Hugo Gernsback’s ancient serial Ralph 124c 41+ publised in 1911 included the 'telphot', basically SCYPE, or video conferencing.

Jules Verne, who wrote in the 1800s gave us everything from submarines to lunar landings.  The Earth To The Moon predicted Apollo 11's lunar landing in 1969 - from the launch from Florida to the amount of force that needed escape Earth’s atmosphere.

And Philip K. Dick's 1956 Minority Report portrayed multiple 'fictional' technologies that have since become reality, including facial recognition software, personalized advertising and gesture-based user interfaces long before touchscreens and motion-sensing inputs became common.

The Spell of Rosette, a story about DNA,
strange attractions and other forms of magic.
One of my favorite recent 'stories' from neuroscience is that meditation alters gene expression. It means that our thoughts (mantras) have a direct effect on our DNA, changing our physical make up. Of course, Vedic masters have been telling this story for thousands of years, but now researchers in brain science are saying it's 'real'.

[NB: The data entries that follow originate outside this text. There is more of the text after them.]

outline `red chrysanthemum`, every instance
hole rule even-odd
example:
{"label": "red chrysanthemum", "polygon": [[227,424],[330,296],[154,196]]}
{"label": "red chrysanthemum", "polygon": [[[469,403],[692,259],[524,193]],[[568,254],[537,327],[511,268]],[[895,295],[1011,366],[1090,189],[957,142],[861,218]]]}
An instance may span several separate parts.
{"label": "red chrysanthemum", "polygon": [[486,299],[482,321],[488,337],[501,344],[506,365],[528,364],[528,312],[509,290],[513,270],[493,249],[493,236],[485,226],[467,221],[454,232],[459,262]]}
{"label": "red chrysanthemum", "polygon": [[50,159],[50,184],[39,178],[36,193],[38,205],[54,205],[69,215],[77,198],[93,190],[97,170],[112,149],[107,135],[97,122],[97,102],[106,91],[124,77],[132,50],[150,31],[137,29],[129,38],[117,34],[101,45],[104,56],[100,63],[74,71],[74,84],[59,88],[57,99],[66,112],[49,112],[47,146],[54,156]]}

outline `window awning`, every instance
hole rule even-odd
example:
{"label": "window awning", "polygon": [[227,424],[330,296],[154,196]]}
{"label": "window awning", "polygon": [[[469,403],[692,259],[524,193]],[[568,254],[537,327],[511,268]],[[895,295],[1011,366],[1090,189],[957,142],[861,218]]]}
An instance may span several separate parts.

The notion of altering gene expression with our thoughts is the bedrock of my Quantum Enchantment Series, a science fantasy whose hero is a quantum computer who thinks himself up a Tulpa body and gets out of Dodge before they pull his plug. I wrote that before the recent breakthrough . . .

Do you have a favorite 'fiction' you would love to see come true? A story that seemed outlandish at the time but is commonplace now? We'd love to hear about it.

Kim Falconer is a Supernatural Underground author writing paranormal romance, urban fantasy, YA and epic science fantasy novels.

You can find out more about Kim at kimfalconer.com or on the 11th House Blog, and on FaceBook and Twitter. She posts here at the Supernatural Underground on the 16th of every month. Her latest release is"Blood and Water" in Supernatural Underground: Vampires Gone Wild.


Amanda Arista said...

I've always to see the TV technology that they have in Farenheit 451 where the wife is 'acting' in a soap opera that is projected in 3D around their living. You could actually be in your favorite shows!

Kim Falconer said...

Interesting thought, especially with the 'reality' TV shows being so popular.